Study: Evaluating the Best Retirement Withdrawal Strategies

Financial Planning

By Elizabeth Wine
July 10, 2012



Retirement
Retirement (Photo credit: 401(K) 2012)
According to a study of retirement withdrawal strategies, one of the more popular retirement drawdown methods is often the least-efficient way to go to maximize lifetime income for a retiree, while a simple rule used by the Internal Revenue Service works quite well.

The report, “Optimal Withdrawal Strategy for Retirement Income Portfolios,” conducted by Morningstar, measured five different drawdown strategies in various case studies. The real lesson from the analysis is that plans that dynamically adjust for changes in both market and longevity beat more traditional methods. It also concluded that investors should reevaluate how much to withdraw every year based on these two variables. A sophisticated simulation that takes both variables into account and is run every year is best.

Also See: VIDEO: Rethinking Retirement Withdrawal Strategies



retirement
retirement (Photo credit: 401(K) 2012)
But the recently released study found that the IRS method that takes at least one variable – longevity --  into account is a good option if an investor doesn’t have the simulation capability through an advisor or a 401(k) managed account program.

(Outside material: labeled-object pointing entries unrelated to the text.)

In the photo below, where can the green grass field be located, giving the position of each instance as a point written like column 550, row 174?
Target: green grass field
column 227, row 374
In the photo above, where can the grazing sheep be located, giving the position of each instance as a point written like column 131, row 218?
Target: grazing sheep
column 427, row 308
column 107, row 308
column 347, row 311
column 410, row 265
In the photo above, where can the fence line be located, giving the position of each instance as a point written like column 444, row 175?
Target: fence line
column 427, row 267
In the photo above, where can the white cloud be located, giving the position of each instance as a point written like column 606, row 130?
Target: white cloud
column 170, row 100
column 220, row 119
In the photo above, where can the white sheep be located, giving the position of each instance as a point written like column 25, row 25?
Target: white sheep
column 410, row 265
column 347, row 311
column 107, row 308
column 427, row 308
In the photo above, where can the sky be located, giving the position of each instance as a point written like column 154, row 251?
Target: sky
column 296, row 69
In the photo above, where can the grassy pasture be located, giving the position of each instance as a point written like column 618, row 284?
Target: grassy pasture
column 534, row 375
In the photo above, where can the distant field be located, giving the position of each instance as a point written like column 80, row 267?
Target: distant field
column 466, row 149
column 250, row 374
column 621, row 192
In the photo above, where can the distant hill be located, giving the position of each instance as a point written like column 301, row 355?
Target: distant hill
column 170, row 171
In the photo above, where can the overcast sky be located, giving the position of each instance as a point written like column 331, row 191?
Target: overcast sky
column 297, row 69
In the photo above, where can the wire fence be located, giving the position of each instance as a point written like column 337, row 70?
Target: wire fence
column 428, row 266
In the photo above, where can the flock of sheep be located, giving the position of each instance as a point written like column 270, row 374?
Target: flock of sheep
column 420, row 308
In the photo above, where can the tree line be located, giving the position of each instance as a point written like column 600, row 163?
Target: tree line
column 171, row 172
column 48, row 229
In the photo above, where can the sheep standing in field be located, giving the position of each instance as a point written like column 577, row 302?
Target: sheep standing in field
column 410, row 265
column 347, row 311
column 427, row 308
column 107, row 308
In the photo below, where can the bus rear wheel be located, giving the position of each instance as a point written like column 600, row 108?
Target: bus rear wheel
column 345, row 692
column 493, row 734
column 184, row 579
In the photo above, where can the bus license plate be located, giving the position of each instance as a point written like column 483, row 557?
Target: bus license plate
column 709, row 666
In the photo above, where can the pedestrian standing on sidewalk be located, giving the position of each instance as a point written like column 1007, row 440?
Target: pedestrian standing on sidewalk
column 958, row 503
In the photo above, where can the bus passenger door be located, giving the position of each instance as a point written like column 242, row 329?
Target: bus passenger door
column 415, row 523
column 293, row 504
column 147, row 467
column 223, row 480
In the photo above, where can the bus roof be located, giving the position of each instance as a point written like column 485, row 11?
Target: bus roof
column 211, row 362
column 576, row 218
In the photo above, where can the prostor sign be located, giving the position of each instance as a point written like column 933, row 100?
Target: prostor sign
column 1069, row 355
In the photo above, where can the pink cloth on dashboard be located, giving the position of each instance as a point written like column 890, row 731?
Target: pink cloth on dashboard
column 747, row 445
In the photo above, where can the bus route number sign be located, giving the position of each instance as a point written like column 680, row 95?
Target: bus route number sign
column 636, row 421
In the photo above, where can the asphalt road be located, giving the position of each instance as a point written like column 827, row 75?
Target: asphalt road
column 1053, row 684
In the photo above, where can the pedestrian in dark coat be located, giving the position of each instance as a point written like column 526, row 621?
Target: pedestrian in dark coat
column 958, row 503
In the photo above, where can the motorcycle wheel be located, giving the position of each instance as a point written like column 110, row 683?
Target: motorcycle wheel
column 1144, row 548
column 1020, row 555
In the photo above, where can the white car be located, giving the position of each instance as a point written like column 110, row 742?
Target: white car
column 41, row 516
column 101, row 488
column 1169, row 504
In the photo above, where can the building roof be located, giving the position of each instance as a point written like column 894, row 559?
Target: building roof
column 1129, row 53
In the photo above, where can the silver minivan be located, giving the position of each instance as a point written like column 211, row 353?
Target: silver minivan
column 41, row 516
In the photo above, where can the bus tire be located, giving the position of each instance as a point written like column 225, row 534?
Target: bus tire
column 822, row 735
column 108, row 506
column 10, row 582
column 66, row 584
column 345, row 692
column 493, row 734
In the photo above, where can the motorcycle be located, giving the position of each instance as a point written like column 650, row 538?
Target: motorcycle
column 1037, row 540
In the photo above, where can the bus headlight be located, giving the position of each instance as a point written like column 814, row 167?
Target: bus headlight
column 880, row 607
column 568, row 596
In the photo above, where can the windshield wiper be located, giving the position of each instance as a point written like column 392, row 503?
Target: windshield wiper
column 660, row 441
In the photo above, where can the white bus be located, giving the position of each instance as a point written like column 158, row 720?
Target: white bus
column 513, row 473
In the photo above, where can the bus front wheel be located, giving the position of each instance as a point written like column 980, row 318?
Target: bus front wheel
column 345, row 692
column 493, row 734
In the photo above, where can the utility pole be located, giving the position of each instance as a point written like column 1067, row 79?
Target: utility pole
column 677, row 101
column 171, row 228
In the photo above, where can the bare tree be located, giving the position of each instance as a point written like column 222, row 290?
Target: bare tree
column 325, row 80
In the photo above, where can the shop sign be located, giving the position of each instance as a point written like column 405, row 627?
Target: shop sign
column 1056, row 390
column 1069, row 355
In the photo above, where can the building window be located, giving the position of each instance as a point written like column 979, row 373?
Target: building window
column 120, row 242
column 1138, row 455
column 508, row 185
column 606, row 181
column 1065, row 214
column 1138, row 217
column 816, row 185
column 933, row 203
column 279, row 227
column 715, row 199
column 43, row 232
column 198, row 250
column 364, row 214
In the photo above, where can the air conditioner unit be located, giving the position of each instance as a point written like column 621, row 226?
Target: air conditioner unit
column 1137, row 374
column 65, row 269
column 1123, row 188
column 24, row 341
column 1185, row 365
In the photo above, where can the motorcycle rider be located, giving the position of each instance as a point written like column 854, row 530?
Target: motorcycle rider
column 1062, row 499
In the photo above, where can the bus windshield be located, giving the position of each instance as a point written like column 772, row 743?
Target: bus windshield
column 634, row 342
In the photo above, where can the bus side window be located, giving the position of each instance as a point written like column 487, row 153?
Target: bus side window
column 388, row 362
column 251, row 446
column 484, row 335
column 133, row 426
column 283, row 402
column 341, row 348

“The optimal withdrawal strategy incorporates mortality probability where the projected distribution period is updated based on the mortality experience of the retiree (or retirees) and the withdrawal percentage is determined based on maintaining constant probability of failure,” the study stated. “This approach best replicates how a financial planner would (or at least should) determine the available income from a portfolio for each year during retirement,” the report’s authors concluded. …

What’s more, after analyzing the five methods, the study found that at a couple of popular methods were in fact, poor choices for clients.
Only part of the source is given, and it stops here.